Studie "Deutsche Zustände": Rassismus nimmt zu

Von Jörg Meyer *

Die »Deutschen Zustände« des Forschers Wilhelm Heitmeyer erscheinen vorerst zum letzten Mal. Es gibt kein Geld mehr, um das Projekt zu finanzieren. Die aktuellen Ergebnisse: Die soziale Spaltung nimmt zu, Rassismus und wachsende Vorurteile gegenüber Behinderten und Arbeitslosen sind die Folge.

»Dieses Projekt wird dringender gebraucht denn je«, sagt Bundestagsvizepräsident Wolfgang Thierse (SPD). Vor ihm auf dem Tisch im Haus der Bundespressekonferenz liegen zehn Bücher in zehn verschiedenen Farben. »19 Zentimeter Deutsche Zustände«, sagt Wilhelm Heitmeyer. Der Bielefelder Professor sitzt dem Projekt seit 2002 vor, am Montag stellten er und seine Mitarbeiterinnen und Mitarbeiter den neuen Band der Langzeitstudie vor.

Einmal im Jahr befragten die Bielefelder Forscher repräsentativ 2000 Deutsche.
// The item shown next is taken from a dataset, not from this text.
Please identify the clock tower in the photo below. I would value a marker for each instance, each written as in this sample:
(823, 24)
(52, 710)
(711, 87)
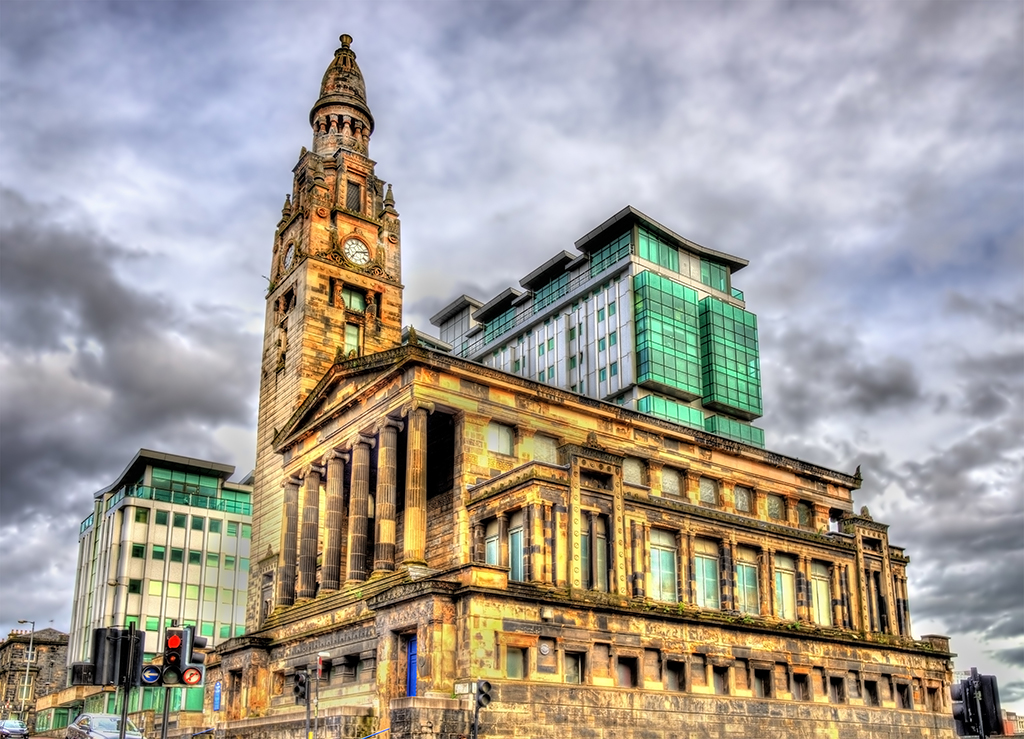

Die Ergebnisse führten beinahe jedes Jahr zu einem Aufstöhnen in Politik und Medien - zu mehr oft nicht. In diesen Tagen löse das Buch »beschämende Assoziationen« aus, sagt Thierse mit Blick auf das sich ausweitende Netzwerk um die braune Zwickauer Terrorgruppe.

Das Syndrom der »Gruppenbezogenen Menschenfeindlichkeit« - ein Begriff, den die Gruppe um Heitmeyer geprägt hat - beschreibt Vorurteile gegenüber religiösen Gruppierungen, gegenüber Menschen mit körperlichen Einschränkungen, aufgrund der sexuellen Orientierung oder aus sozialen Gründen. Dem zugrunde liegt eine »Ideologie der Ungleichwertigkeit von Menschen«. Woher diese kommt und was sie beeinflusst, das ist der Forschungsgegenstand der »Deutschen Zustände«.

Der aktuelle Band präsentiert ein besorgniserregendes Bild. Rassismus, Fremdenfeindlichkeit sowie die Abwertung von Obdachlosen, Behinderten und Langzeitarbeitslosen sind seit 2009 wieder signifikant angestiegen. Antisemitismus, Sexismus und Homophobie nehmen dagegen seit 2002 ab, die Islamfeindlichkeit bleibt gleich. Große Sorgen bereiten Heitmeyer die ansteigende Akzeptanz von und die Bereitschaft zu Gewalt - wobei das Gewaltpotenzial von rechts deutlich höher sei als von links. Fast die Hälfte der Deutschen sieht den Zusammenhalt der Gesellschaft als stark gefährdet an, 50 Prozent stimmten der Aussage zu, Deutschland sei in einem gefährlichen Maße »überfremdet«. Ein Blick in die »Deutschen Zustände« schaffe keine »rosigen Aussichten«, sagt auch Wilhelm Krull, Generalsekretär der VolkswagenStiftung, die das Projekt seit 2002 maßgeblich finanziert hat.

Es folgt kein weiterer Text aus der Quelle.